Performance Improvement of Gene Selection Methods using Outlier Modification Rule

Abstract

Background: DNA microarray technology allows researchers to measure the expression levels of thousands of genes simultaneously. The main objective of microarray gene expression (GE) data analysis is to detect biomarker genes that are Differentially Expressed (DE) between two or more experimental groups/conditions. Objective: There are some popular statistical methods in the literature for the selection of biomarker genes. However, most of them often produce misleading results in presence of outliers. Therefore, in this study, we introduce a robust approach to overcome the problems of classical methods. Methods: We use median and median absolute deviation (MAD) for our robust procedure. In this procedure, a gene was considered as outlying gene if at least one of the expressions of this gene does not belong to a certain interval of the proposed outlier detection rule. Otherwise, this gene was considered as a non-outlying gene. Results: We investigate the performance of the proposed method in a comparison of the traditional method using both simulated and real gene expression data analysis. From a real colon cancer gene expression data analysis, the proposed method detected an additional fourteen (14) DE genes that were not detected by the traditional methods.

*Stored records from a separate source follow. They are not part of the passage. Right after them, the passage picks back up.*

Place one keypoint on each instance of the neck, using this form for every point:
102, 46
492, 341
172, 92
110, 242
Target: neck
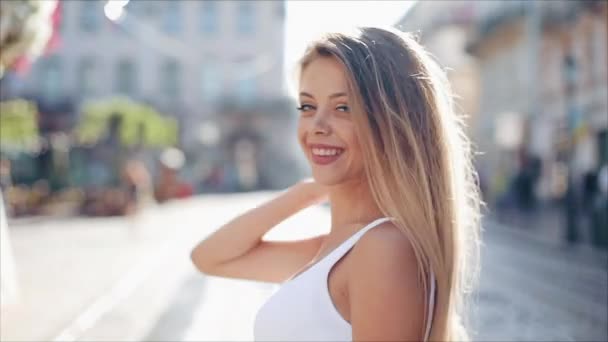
352, 204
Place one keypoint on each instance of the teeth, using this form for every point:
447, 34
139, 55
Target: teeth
325, 151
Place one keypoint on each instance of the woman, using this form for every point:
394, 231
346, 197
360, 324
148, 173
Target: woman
388, 152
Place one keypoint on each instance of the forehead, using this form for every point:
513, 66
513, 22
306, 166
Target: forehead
324, 75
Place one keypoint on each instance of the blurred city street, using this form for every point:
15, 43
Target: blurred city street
131, 279
131, 129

Using the Kyoto Encyclopedia of Genes and Genomes (KEGG) pathway enrichment analysis, we observed that these additional 14 DE genes are involved in three important metabolic pathways of cancer disease. The proposed method also detected nine (9) additional DE genes from another head-and-neck cancer gene expression data analysis; those involved in top ten metabolic pathways obtain from the KEGG pathway database. Conclusion: The simulation as well as real cancer gene expression datasets results show better performance with our proposed procedure. Therefore, the additional genes detected by the proposed procedure require further wet lab validation.